I use CodeRabbit that helps, but it does not fix the two root issues. I run their free VS code plugin to review local commits first, which catches nits, generates summaries, and keeps me in my editor. The PR bot then adds structure so humans focus on design and invariants. Review state still lives in the forge, not in Git, and interdiffs still depend on history. If Git gets a stable Change-Id, storing review metadata in Git becomes realistic. Until then this is a pragmatic upgrade that reduces friction without changing the fundamental.
Essentially, you are turning fork/branch induced changes to "precommit" review like workflow which is great.
I was on a lookout for best "precommit" review tool and zeroed on Magit, gitui, Sublime Merge.
I am not an emac user, so i'll have to learn this.
I never did proper code review, other than when being lucky that we got a team of top devs in specific projects.
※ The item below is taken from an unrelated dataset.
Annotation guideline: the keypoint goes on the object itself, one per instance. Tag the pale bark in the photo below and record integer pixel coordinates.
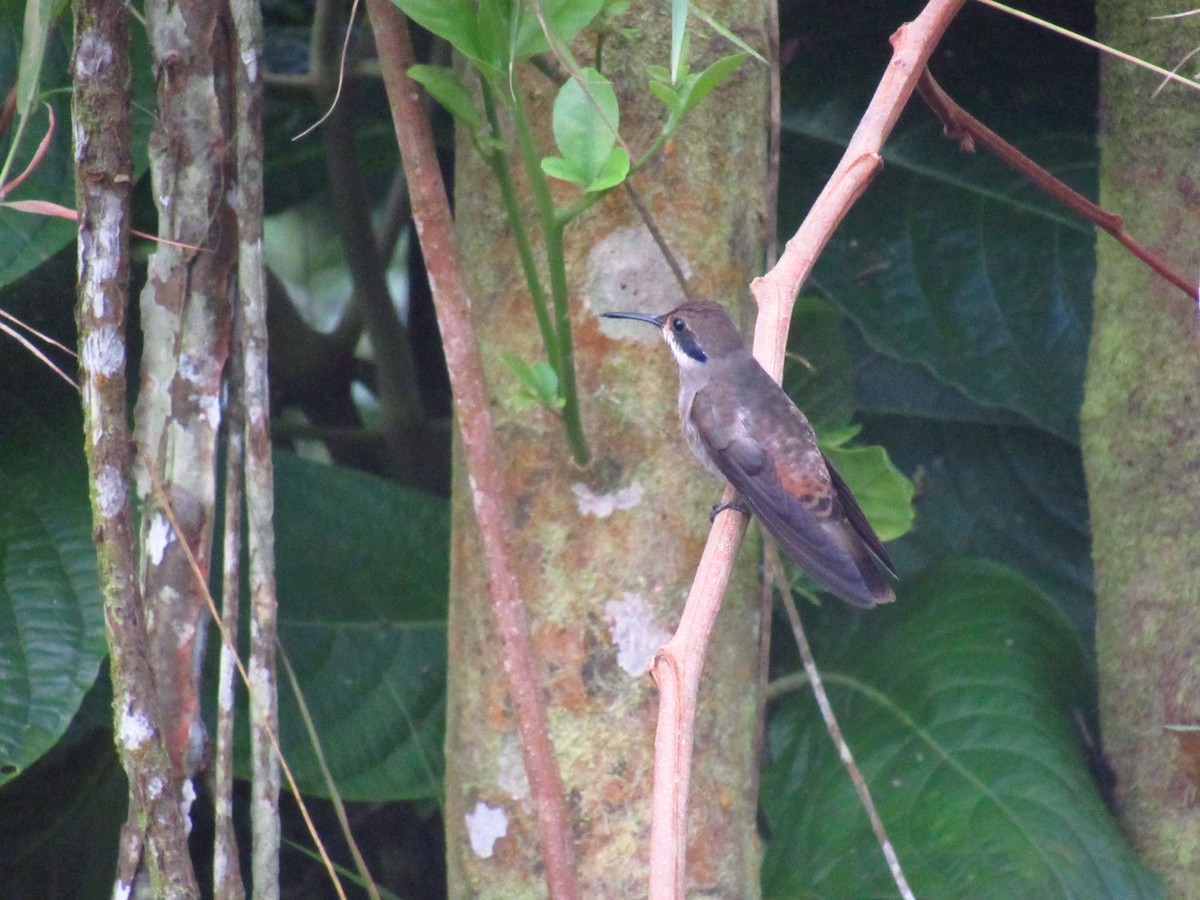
(593, 576)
More often than not, it either doesn't exist, or turns out in a kind of architecture fetishism that the lead devs/architects have from conferences or space ship enterprise architecture.
Already without this garbage it feels so much better, than arguing about SOLID, clean code, hexagonal architecture, member functions being with an underscore, explicit types or not,...
Gitpatch attempts to solve this. Supports versioned patches and patch stacks (aka stacked PRs). Also handles force-pushes in stacks correctly even without Change-IDs using heuristics based on title, author date etc. It should also be unusually fast. Disclosure: I'm the author.
I'm not convinced that review comments as commits make thing easier, but I think storing them in git in some way is a good idea (i.e. git annotations or in commit messages after merge etc)
> But modifying code under review turned out to be tricky.
GitLab enables this - make the suggestion in-line which the original dev can either accept or decline.
Kind of. Don't you have to type the change into the browser? Which means your change might not even be syntactically correct. It would be far better if you could make the change locally then somehow and that straight to GitLab. Also how does it work with multiple commits? Which commit does it amend?
> Alas, when I want to actually leave feedback on the PR, I have to open the browser, navigate to the relevant line in the diff, and (after waiting for several HTTP round-trips) type my suggestion into a text area
This doesn't seem like much of a problem, does it? It's a matter of alt-tab and a click or two.
Also, what is the point of having reviews in the git history?
I was recently looking for something that at least presents a nice diff that resembles code review one in neovim.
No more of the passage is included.